If what mothers mean by a
_good_ match, is the alliance of a man of position and means--or let
them throw intellect, manners, and personal advantages into the same
scale--if this be all, then we grant the daughter of cultivated
imagination may not be manageable, will probably be obstinate. "We hope
she will be obstinate enough. [Footnote: Let women who feel the wrongs
of their kind teach women to be high-minded in their relation to men,
and they will do more for the social elevation of women, and the
establishment of their rights, whatever those rights may be, than by any
amount of intellectual development or assertion of equality. Nor, if
they are other than mere partisans, will they refuse the attempt because
in its success men will, after all, be equal, if not greater gainers, if
only thereby they should be "feelingly persuaded" what they are.] But
will the girl be less likely to marry a _gentleman_, in the grand old
meaning of the sixteenth century? when it was no irreverence to call our
Lord
"The first true gentleman that ever breathed;"

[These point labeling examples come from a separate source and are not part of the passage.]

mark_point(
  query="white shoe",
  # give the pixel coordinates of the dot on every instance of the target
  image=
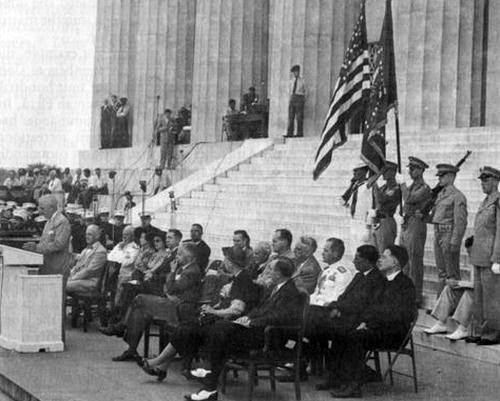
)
(459, 334)
(200, 373)
(438, 328)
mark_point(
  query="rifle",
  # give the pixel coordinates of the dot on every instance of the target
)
(438, 188)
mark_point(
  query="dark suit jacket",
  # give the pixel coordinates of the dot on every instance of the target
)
(187, 286)
(362, 291)
(392, 316)
(307, 275)
(283, 307)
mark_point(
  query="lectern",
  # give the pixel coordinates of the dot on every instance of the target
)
(30, 304)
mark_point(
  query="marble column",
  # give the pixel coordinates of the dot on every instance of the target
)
(231, 42)
(144, 51)
(493, 67)
(314, 34)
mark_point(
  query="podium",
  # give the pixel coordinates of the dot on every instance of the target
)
(30, 304)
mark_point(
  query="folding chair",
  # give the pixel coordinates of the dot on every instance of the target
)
(269, 360)
(406, 348)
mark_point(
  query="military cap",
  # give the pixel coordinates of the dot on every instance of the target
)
(235, 255)
(88, 215)
(488, 171)
(445, 168)
(390, 165)
(415, 161)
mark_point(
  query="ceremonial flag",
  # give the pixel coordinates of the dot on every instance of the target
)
(350, 93)
(383, 96)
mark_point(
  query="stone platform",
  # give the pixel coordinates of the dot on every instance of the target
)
(85, 372)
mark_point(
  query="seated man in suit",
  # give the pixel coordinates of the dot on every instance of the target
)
(383, 324)
(339, 301)
(182, 290)
(226, 338)
(124, 254)
(308, 268)
(86, 273)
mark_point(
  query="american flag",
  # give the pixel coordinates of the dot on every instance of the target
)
(383, 96)
(350, 91)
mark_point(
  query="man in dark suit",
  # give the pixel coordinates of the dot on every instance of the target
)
(308, 268)
(182, 292)
(225, 338)
(343, 315)
(202, 249)
(382, 324)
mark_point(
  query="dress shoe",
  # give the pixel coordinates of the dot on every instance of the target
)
(459, 334)
(126, 357)
(352, 390)
(187, 374)
(487, 341)
(438, 328)
(472, 339)
(202, 395)
(112, 331)
(152, 371)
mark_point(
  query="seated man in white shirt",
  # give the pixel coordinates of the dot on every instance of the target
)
(331, 283)
(86, 273)
(124, 253)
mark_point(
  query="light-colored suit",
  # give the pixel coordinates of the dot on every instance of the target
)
(485, 251)
(54, 245)
(85, 275)
(307, 274)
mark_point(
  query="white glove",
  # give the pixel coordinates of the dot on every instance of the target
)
(495, 268)
(399, 219)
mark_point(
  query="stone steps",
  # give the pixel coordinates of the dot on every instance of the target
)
(275, 189)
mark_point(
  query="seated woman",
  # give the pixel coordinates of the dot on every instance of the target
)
(237, 298)
(148, 277)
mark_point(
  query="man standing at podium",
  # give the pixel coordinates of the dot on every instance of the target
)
(54, 242)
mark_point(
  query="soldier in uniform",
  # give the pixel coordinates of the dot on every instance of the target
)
(387, 200)
(485, 256)
(414, 227)
(449, 217)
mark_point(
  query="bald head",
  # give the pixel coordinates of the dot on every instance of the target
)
(92, 234)
(47, 205)
(128, 234)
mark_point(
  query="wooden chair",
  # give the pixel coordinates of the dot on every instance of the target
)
(405, 348)
(269, 360)
(93, 301)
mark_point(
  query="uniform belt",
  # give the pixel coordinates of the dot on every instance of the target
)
(443, 228)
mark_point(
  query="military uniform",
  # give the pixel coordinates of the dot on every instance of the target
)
(449, 217)
(387, 200)
(484, 251)
(414, 227)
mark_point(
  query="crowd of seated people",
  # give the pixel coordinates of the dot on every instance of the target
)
(356, 305)
(218, 309)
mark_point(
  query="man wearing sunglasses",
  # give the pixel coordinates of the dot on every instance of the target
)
(449, 217)
(485, 256)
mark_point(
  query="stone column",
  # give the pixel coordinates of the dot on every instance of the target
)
(493, 67)
(313, 34)
(230, 56)
(144, 49)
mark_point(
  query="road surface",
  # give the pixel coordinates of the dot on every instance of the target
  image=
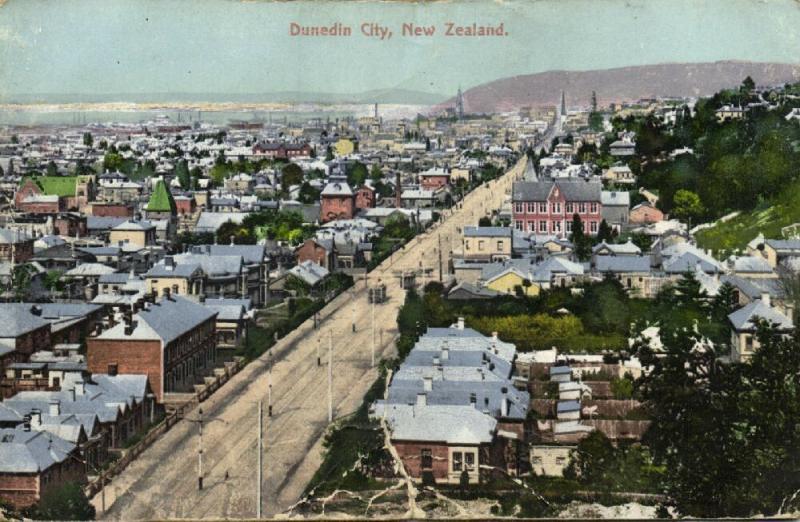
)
(162, 483)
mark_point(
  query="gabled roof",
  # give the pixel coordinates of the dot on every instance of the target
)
(161, 199)
(164, 321)
(31, 451)
(745, 317)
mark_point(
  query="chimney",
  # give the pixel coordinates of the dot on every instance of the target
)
(397, 191)
(36, 418)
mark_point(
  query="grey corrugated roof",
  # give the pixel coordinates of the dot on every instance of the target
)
(166, 321)
(437, 423)
(18, 320)
(573, 190)
(252, 254)
(743, 318)
(785, 245)
(487, 231)
(31, 451)
(623, 264)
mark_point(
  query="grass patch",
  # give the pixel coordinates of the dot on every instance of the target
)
(768, 219)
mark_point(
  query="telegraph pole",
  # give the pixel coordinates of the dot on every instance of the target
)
(200, 450)
(439, 239)
(330, 375)
(260, 457)
(269, 389)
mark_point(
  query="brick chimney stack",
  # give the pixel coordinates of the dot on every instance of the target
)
(397, 190)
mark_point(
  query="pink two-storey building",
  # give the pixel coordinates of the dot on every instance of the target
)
(548, 207)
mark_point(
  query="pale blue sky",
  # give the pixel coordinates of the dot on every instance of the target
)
(227, 46)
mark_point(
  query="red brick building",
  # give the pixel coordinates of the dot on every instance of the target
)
(317, 251)
(16, 245)
(173, 342)
(282, 150)
(185, 205)
(336, 202)
(548, 207)
(70, 225)
(434, 179)
(111, 210)
(365, 197)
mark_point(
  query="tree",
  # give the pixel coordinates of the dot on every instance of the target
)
(291, 174)
(356, 174)
(64, 502)
(748, 84)
(112, 161)
(218, 173)
(308, 194)
(182, 173)
(375, 173)
(687, 205)
(53, 281)
(583, 245)
(605, 232)
(21, 279)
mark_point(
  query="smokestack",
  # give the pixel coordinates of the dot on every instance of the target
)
(36, 418)
(397, 191)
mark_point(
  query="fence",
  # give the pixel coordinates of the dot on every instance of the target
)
(202, 392)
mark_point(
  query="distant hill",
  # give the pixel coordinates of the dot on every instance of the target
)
(621, 84)
(385, 96)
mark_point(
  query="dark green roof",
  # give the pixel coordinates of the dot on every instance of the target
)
(161, 200)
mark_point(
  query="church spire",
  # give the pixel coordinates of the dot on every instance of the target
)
(460, 104)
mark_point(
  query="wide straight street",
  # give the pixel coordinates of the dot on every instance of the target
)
(163, 481)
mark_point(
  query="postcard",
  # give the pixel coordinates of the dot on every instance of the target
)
(399, 260)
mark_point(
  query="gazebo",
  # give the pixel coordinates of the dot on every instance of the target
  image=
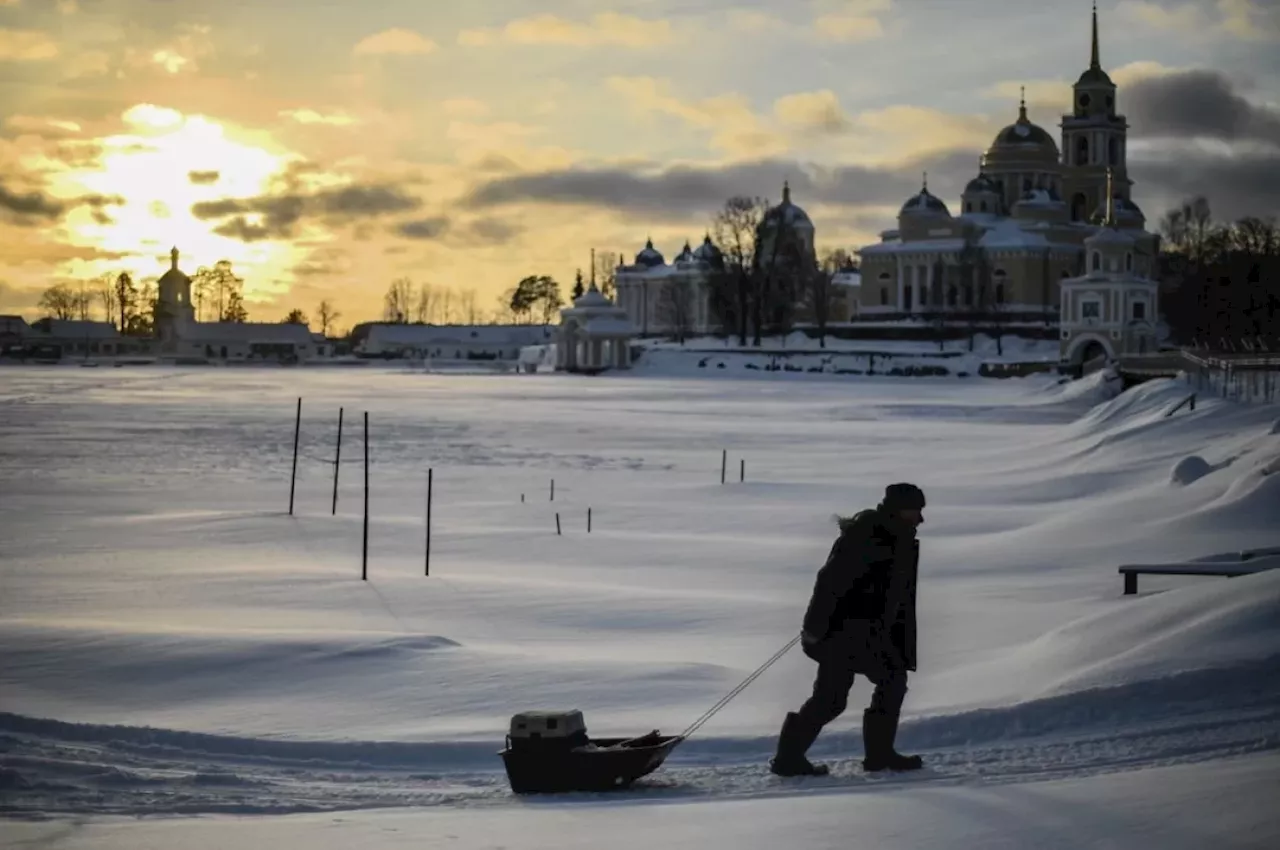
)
(594, 336)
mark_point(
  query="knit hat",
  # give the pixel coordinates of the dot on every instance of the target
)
(904, 497)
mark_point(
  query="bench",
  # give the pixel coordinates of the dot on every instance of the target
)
(1244, 563)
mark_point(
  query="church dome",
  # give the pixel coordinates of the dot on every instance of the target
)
(1125, 211)
(981, 183)
(174, 274)
(649, 256)
(924, 202)
(1023, 138)
(789, 213)
(1093, 77)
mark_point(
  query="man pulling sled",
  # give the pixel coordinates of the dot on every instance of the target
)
(862, 621)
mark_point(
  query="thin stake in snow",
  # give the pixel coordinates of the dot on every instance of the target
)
(293, 476)
(337, 462)
(364, 569)
(429, 475)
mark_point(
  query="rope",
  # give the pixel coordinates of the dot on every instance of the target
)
(725, 700)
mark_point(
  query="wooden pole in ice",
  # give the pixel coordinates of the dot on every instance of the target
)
(364, 567)
(337, 461)
(293, 476)
(429, 475)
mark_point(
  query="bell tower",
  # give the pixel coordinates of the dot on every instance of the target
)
(1095, 138)
(174, 310)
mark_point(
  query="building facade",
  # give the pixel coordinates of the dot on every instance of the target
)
(1023, 222)
(663, 297)
(181, 336)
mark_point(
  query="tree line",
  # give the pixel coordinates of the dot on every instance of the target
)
(1220, 280)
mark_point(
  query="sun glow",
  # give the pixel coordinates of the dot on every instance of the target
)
(165, 163)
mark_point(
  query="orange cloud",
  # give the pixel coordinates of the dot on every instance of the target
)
(397, 41)
(26, 45)
(312, 117)
(851, 21)
(603, 28)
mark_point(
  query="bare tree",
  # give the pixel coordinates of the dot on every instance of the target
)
(467, 305)
(60, 301)
(398, 300)
(425, 304)
(446, 301)
(127, 296)
(675, 307)
(607, 272)
(327, 315)
(105, 292)
(818, 289)
(732, 286)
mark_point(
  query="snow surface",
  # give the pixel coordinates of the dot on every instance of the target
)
(174, 643)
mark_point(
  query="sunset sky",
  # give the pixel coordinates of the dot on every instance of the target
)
(329, 147)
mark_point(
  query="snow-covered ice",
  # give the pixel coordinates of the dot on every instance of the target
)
(174, 643)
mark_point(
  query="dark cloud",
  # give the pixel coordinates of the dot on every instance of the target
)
(280, 213)
(1197, 104)
(240, 228)
(430, 228)
(700, 191)
(492, 231)
(1235, 184)
(30, 208)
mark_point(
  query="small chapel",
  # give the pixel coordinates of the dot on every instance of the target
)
(179, 334)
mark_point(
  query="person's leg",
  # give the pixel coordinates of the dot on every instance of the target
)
(800, 729)
(880, 727)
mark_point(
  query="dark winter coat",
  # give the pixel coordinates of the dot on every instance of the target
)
(863, 604)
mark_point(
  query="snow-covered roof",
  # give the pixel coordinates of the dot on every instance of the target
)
(608, 327)
(250, 332)
(74, 329)
(421, 336)
(593, 297)
(1109, 236)
(897, 246)
(1006, 233)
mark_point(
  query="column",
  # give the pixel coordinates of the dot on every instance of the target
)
(900, 282)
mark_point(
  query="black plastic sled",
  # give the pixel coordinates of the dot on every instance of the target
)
(551, 753)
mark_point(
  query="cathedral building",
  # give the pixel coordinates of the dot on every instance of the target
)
(1023, 220)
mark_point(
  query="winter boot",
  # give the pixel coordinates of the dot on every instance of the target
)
(794, 741)
(880, 731)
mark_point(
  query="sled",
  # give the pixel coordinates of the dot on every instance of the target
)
(551, 753)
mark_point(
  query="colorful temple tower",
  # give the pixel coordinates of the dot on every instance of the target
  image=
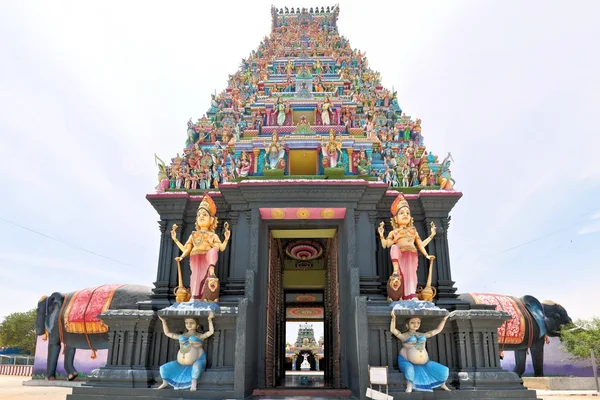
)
(303, 153)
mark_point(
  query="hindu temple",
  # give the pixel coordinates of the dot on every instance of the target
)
(300, 159)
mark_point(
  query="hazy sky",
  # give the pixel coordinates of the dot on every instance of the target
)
(89, 91)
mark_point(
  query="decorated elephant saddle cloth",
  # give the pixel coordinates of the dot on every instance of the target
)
(513, 330)
(83, 308)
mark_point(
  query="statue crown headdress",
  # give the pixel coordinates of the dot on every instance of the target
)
(208, 204)
(398, 204)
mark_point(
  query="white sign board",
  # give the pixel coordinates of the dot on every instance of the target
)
(378, 375)
(376, 395)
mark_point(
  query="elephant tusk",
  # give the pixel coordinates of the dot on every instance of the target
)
(577, 327)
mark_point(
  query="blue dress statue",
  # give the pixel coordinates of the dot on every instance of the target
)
(420, 372)
(191, 358)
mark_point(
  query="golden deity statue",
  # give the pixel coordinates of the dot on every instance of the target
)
(404, 241)
(203, 247)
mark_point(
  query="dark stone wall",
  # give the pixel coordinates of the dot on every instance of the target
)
(468, 345)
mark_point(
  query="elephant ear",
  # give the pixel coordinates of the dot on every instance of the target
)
(536, 310)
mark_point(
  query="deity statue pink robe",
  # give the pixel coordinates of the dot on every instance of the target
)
(408, 262)
(199, 265)
(333, 156)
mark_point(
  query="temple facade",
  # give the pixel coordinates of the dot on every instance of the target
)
(303, 154)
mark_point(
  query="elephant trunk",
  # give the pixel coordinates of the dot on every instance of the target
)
(41, 315)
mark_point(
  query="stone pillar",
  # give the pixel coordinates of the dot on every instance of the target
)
(129, 348)
(436, 209)
(475, 364)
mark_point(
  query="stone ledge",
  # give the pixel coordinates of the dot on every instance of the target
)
(560, 383)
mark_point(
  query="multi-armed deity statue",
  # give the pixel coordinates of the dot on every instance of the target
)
(203, 247)
(404, 241)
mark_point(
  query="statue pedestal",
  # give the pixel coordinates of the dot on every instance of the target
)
(273, 173)
(333, 173)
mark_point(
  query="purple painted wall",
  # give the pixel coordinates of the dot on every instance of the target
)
(557, 362)
(83, 363)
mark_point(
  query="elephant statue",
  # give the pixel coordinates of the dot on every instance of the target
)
(532, 321)
(72, 319)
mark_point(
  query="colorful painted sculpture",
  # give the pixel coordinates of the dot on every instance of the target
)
(326, 109)
(445, 179)
(275, 153)
(191, 358)
(280, 110)
(332, 150)
(404, 241)
(419, 371)
(304, 70)
(203, 247)
(363, 165)
(243, 165)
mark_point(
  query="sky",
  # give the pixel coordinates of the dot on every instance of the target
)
(89, 91)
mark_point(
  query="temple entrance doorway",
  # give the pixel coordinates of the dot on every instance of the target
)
(303, 341)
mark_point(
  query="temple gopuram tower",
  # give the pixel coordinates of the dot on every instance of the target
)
(304, 153)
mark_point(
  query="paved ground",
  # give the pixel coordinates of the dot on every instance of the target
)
(11, 388)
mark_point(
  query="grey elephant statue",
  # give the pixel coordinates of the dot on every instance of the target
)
(531, 323)
(72, 319)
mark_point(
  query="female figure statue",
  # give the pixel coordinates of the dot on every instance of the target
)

or in that of the fourteenth?--when Chaucer teaching "whom is worthy to
be called gentill," writes thus:--
"The first stocke was full of rightwisnes,
Trewe of his worde, sober, pitous and free,
Clene of his goste, and loved besinesse,
Against the vice of slouth in honeste;
And but his heire love vertue as did he,
He is not gentill though he rich seme,
All weare he miter, crowne, or diademe.